Hoy trece globos surcarán el cielo en recuerdo de las trece víctimas de la mortal riada que azotó el Llevant de Mallorca hace un año. Trece esferas de trece vidas truncadas por el infortunio de estar en el lugar y el momento equivocado. Trece historias que precipitaron su punto final, pero que el pueblo se resiste a dejarlas marchar. Desde hoy, cada día que los vecinos pasen por la conocida como plaça del Quesito de Sant Llorenç, enclave que precisamente amplió sus dimensiones al derribarse una casa dañada por la furia del agua, podrán contemplar, incluso acariciar, los trece pilones que mantienen en pie sus identidades. Joana Lliteres (40), farmacéutica de Manacor, auténtica madre coraje que murió tras salvar a su hija. Con ella, se fue también su hijo, el pequeño Arthur Robinson, de cinco años. Rafael Gili (71), que fue alcalde de Artà, y ese fatídico día estaba en su casa de la carretera de Canyamel. Biel Mesquida (56), que se vió arrastrado por la corriente cuando iba en la furgoneta de regreso a casa. Lo mismo que le ocurrió a Juan Grande (62) cuando conducía su taxi, con dos turistas a bordo camino de Cala Bona: Anthony Green (77) y su esposa Delia Green (75). Y al matrimonio de Mike (61) y Petra Kircher (63), residentes en Capdepera, cuyo coche se llevó la furia del agua. Los turistas Andreas Körlin (57), que partía hacia el aeropuerto en moto, y Tine Noig Orotella (80), cuyo cuerpo apareció cerca de Artà. Joana Ballester (89), a quien su hijo encontró sin vida tendida en la cama. Bernat Estlerich (83), a quien la tromba le sorprendió solo en casa.

Un inmenso panel de barro cuarteado rematará el memorial de una tragedia que también inundó las calles de solidaridad. Gentes llegadas de todos los puntos de Mallorca y efectivos de todos los cuerpos, escoba y pala en mano, se afanaron en devolver la normalidad a un pueblo que nunca volverá a ser el mismo, un pueblo con las heridas todavía recientes, que deambula entre el dolor por lo perdido y la emoción por lo recibido.

Ha pasado un año y la gran pregunta sigue en el aire. ¿Eran muertes evitables? Ese 9 de octubre a Xisco Umbert, aficionado a la meteorología y colaborador de la Aemet, vio como se le reventó el pluviómetro al superar los 220 litros.

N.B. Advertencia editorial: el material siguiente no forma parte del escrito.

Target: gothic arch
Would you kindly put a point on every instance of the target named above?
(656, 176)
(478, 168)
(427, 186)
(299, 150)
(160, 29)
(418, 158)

Se llegaron a alcanzar los 257 litros por metro cuadrado en un escaso lapso de tiempo. La geografía del lugar contribuyó al desastre sin duda multiplicado por la arquitectura urbana que aprisiona cuencas entre paredes de cemento. El aviso de alerta roja de la Aemet llegó a las diez de la noche, cuando hacía más de tres horas que Sant Llorenç tenías las calles convertidas en ríos, coches desplazados por la corriente taponaban calles y trece personas ya habían perdido la vida. Carencias y poca diligencia impidieron que cumpliera una de las misiones más importantes para la que fue creada, dar la alerta ante condiciones meteorológicas adversas. Aunque de nada sirva a los que se fueron, la tragedia propició la revisión de protocolos y ha mejorado el servicio, no solo aquí, también en la península.

¿Puede volver a pasar? "No podemos evitar que el agua vuelva al pueblo, lo que tenemos que hacer es facilitar que se vaya", sostiene Josep Cortes, uno de los promotores del libro Sa Torrentada, que recoge diversas propuestas urbanísticas para facilitar el discurrir del agua. En las labores de reconstrucción se han acometido algunas actuaciones en este sentido, aunque siguen persistiendo resistencias. Si no asumimos que el agua no fue la dama de la guadaña, sino maldito empeño en interrumpir el curso de la vida natural, si no cambiamos nuestro comportamiento público y privado, sembramos la semilla de futuras catástrofes.